You see, most mornings, I wake up begging my two husky pups for a 20-minute reprieve before they jump on my head and start licking my face. This morning, however, I woke up feeling refreshed, let the dogs out and found myself in the kitchen, making a gigantic salad for lunch.

That in itself isn’t too stunning, but then, a few hours later, I was at work, reaching for my coffee, when I realized: Oh, my goodness. I forgot to stop for coffee this morning! This doesn’t happen. I have a routine. I drop the kid at school, swing around the block, get a cup of Stumptown’s finest (and usually a scone for good measure), and then head for the highway. But this morning? I dropped the kid and hopped on I-205 north. No coffee! No scone! I did, however, have a banana and two tiny tangelos with me. And I don’t remember bringing fruit out of the house. See? The hypnosis, designed to help me make healthier food choices, is working.

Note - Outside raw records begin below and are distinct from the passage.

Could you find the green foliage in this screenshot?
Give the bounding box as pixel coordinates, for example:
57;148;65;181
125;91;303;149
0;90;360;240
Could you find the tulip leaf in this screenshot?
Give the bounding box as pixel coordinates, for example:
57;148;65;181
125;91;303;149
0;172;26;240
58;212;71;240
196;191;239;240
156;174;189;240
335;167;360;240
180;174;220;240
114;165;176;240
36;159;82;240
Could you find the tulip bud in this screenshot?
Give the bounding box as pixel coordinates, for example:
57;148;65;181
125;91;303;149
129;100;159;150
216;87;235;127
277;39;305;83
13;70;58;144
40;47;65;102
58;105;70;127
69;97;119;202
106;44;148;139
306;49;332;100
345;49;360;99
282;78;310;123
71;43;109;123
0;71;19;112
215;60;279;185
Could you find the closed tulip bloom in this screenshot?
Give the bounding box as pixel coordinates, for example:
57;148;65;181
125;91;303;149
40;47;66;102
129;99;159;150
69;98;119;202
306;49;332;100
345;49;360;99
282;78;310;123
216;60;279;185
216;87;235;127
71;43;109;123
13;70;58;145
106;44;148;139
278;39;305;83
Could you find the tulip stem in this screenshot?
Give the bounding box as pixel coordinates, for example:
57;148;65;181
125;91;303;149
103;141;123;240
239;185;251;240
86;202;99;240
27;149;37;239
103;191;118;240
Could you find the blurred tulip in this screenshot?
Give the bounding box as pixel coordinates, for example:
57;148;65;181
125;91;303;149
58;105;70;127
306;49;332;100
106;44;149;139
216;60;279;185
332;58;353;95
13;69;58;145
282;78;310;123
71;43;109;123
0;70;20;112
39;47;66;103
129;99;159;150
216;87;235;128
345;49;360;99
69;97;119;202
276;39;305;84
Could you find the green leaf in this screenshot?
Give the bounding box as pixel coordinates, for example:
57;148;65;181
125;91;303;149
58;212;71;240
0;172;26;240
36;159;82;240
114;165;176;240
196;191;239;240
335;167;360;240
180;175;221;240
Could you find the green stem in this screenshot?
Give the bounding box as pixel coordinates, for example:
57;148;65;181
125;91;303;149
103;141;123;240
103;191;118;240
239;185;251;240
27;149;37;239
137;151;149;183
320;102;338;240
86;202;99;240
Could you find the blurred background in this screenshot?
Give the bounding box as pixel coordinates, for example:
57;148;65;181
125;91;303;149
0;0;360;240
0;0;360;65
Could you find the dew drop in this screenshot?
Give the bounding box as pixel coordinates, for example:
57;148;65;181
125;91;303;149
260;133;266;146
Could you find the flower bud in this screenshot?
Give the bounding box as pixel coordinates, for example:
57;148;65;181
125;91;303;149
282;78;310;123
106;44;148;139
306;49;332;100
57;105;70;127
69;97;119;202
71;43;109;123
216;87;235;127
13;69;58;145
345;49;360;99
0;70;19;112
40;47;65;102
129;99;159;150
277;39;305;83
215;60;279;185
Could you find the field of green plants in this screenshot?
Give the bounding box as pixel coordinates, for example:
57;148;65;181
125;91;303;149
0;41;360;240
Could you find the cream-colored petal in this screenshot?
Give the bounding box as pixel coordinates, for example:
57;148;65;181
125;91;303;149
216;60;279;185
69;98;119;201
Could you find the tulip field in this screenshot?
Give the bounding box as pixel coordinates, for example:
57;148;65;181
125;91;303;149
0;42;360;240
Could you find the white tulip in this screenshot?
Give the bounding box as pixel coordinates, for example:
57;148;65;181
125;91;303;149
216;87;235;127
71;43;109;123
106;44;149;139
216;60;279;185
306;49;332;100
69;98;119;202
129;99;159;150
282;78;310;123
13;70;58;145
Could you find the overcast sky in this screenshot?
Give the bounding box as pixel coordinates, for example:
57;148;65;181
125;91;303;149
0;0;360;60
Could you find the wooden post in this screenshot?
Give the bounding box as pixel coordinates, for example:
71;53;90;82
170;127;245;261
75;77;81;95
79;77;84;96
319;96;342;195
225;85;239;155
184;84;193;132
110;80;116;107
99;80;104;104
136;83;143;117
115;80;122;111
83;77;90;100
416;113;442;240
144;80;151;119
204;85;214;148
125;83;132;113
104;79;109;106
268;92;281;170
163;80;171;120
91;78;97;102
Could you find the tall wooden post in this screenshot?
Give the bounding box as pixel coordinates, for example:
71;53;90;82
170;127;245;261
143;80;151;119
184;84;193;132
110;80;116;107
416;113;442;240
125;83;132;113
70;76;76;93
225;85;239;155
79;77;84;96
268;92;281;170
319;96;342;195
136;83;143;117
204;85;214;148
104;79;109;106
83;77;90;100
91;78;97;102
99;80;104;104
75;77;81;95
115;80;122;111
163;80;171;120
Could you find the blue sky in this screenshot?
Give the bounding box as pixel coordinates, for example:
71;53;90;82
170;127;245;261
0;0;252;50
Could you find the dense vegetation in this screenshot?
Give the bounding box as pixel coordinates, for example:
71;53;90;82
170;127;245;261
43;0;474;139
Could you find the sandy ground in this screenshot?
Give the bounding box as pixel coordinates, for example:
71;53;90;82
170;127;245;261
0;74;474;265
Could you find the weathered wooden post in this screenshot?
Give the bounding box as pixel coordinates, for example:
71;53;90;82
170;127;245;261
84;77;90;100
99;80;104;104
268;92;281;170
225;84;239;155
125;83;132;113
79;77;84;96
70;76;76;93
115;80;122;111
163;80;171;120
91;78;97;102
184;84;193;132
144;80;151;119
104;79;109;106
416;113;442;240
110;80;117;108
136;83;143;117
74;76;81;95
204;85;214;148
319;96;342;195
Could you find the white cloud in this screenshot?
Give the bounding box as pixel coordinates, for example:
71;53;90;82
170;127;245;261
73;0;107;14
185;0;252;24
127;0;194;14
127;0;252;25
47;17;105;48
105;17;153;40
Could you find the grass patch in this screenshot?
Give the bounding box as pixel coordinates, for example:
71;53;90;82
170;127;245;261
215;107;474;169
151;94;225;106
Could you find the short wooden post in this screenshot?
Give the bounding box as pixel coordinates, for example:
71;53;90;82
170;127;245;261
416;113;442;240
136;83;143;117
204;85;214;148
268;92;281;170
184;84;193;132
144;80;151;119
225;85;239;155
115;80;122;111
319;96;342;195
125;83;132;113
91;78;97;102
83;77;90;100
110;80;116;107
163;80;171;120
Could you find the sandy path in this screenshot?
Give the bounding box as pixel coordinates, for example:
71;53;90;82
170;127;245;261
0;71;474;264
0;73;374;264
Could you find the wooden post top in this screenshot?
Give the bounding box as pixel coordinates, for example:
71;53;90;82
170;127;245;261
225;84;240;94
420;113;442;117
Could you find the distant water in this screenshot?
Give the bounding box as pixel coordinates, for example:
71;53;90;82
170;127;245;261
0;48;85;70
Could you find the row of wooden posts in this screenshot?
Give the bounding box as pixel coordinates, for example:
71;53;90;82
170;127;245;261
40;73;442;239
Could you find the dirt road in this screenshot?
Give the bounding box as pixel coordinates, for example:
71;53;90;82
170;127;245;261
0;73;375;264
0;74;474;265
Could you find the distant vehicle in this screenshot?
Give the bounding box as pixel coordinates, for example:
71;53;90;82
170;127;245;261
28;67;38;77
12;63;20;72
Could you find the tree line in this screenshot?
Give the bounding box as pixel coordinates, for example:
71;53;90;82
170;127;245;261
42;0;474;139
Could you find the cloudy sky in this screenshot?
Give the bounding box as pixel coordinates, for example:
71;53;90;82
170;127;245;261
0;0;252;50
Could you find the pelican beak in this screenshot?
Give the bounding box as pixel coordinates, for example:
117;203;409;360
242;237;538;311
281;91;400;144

It all started with a story idea. I had always been interested in hypnotherapy – had known people who lost weight or quit smoking or had pain-free births through hypnosis – and I wondered if hypnosis could help me conquer some unhealthy eating habits. I had even listened to some pre-recorded hypnotic videos on Youtube, but I had never actually visited an actual hypnotherapist.

Over the past few months, however, I began to notice that Battle Ground seems to have a good number of hypnotherapists: There are three different therapists located on Main Street alone. I knew that we had a health-focused section coming up in The Reflector, and thought now was the perfect time to experience hypnosis and write an article about it’s various health benefits. I pitched the idea to my editor and made a few calls. Before I knew it, I was reclining on a cozy leather chair in hypnotherapist David Hill’s Battle Ground office, getting ready for my first session.

“I’m going to bore your conscious mind,” Hill told me before I relaxed into the chair. “We want to get your conscious filter out of the way.”

Hill’s voice was melodic, the chair was super comfortable and my mind, normally spinning at full speed with deadlines and story ideas and parenting stuff and plans for the upcoming weekend, finally started to calm down. I remember concentrating on my breathing, and that there was a staircase and a garden with a stream running through it, but I think I must have fallen asleep during our session. When I came out of the hypnotic trance, I felt like I’d been in the chair for maybe 15 or 20 minutes, but Hill said it was more like 45 minutes.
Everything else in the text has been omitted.